Spent the last hour writing something that might become a blog post, but it's becoming clear that I have to rethink the way I'm living my life within the context of the disability aspect of my neurodivergence.
My brother is legally blind. To my mind, he's disabled. I have witnessed first-hand the difficulties he's faced due to a world that doesn't account for low-vision people. It felt like considering myself disabled was appropriation.
It's one of the reasons I internally rejected the idea of autism-as-a-disability, even though it's RIGHT THERE in the definition.
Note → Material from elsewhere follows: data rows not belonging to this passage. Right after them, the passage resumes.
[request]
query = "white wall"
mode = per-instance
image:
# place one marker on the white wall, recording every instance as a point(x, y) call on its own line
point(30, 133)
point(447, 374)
But the world is also largely built on neurotypical assumptions & "requirements"; to navigate a neurotypical world as a neurodivergent person means that I have to pay a spoon tax just to get by (which leans into the social model of disability).
As an autistic person, part of my disability is that I have less spoons to start with, and many things have a higher spoon cost for me - and *everything* has a spoon cost.
However, I've come to realise that stealing spoons from future me also has a *physical* cost, just like it does for chronically ill folks, but I think we autistic folks are frequently unaware of that until too late.
Interoception is the awareness of what's going on within our bodies. Chronically ill folks need to pay a lot of attention to their interoception, just to get through the day.
We autistic folks, however, frequently have major issues with proprioception and interoception. Our poor proprioception results in our "clumsiness" and motor skills issues.
Amongst other things, our poor interoception means that we register pain differently to neurotypical folks.
However, on top of this, I think that because we can't sense what's going on in our bodies in the same way as neurotypicals, we can borrow future spoons without feeling the physical cost, until it suddenly overwhelms us.
That's why I've been wiped out so many weekends. I've stolen all of Allie's Saturday spoons, and sometimes her Sunday spoons too.
I have to start looking more closely at my life, and look at my "fixed spoon costs", and stop trying to live like they're not there.
It's time for me to accept that while my disability is different to that of my brother, I too have a disability.